While most components of gasoline are hydrocarbons, fuel oxygenates are alcohols and ethers, composed of hydrogen, carbon, and oxygen. Their advantages in gasoline include high octane ratings, clean burning, reduction in CO emissions, and that they are replacing environmentally dangerous and health hazardous aromatic hydrocarbons such as benzene, toluene, and xylene. The most common fuel oxygenates now in use are methyl tertiary butyl ether (MTBE) and ethanol.
MTBE is currently present in approximately 25% of all gasoline sold in the U.S. It does not increase the volatility of most gasoline, and is not as sensitive to water as the alcohols. At 15% volume in a blend, MTBE raises the octane by up to 3 octane numbers. MTBE is produced from methanol and isobutylene, and eliminates the unfavorable characteristics of high volatility, questionable materials compatibility, and low water tolerance associated with the use of straight methanol.
Ethanol has been used in gasoline since the 1970s, when it was used as a gasoline extender during times of gasoline shortages. These blends were known as gasohol. After that, it has been used as an octane booster, and most recently, as a means of reducing CO emissions. A blend containing 10% ethanol by volume will show an increase in pump octane of 2.5 to 3 octane numbers. Ethanol has the advantage of being easy to produce, and is a renewable energy source produced by fermentation of agricultural products, primarily corn
Other oxygenates include tertiary amyl methyl ether (TAME), which is produced from methanol and isoamylene, ethyl tertiary butyl ether (ETBE), made from ethanol and isobutylene, and blends of methanol plus various cosolvents to offset the undesirable effects of straight methanol.
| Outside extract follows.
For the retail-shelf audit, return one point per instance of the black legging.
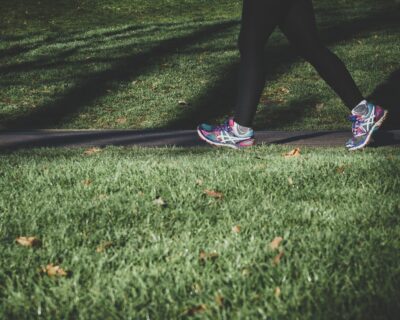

From the standpoint of operating a car, the effects of reformulated gasoline are surprisingly few, and usually minor, if noticed at all. Unlike early methanol blends, current formulations seem to cause no problems with corrosion, water tolerance, elastomer swelling and deterioration, and volatility-induced problems. Older cars may encounter fuel filter clogging when first using ethanol blends, due to the solvent effect of the ethanol on fuel system deposits. This is easily rectified by changing the fuel filter, and has the very positive effect of cleaning all the accumulated grunge from your fuel system! Fuel mileage on older cars will often show a slight increase, due to the leaner burning and more efficient combustion characteristics of the reformulated fuel blends.
On newer cars, fuel economy may decrease typically by no more than approximately 1.5 to 2%. The benefits to those of us who drive our old cars are double - less pollution and better gas mileage. That combination is hard to beat.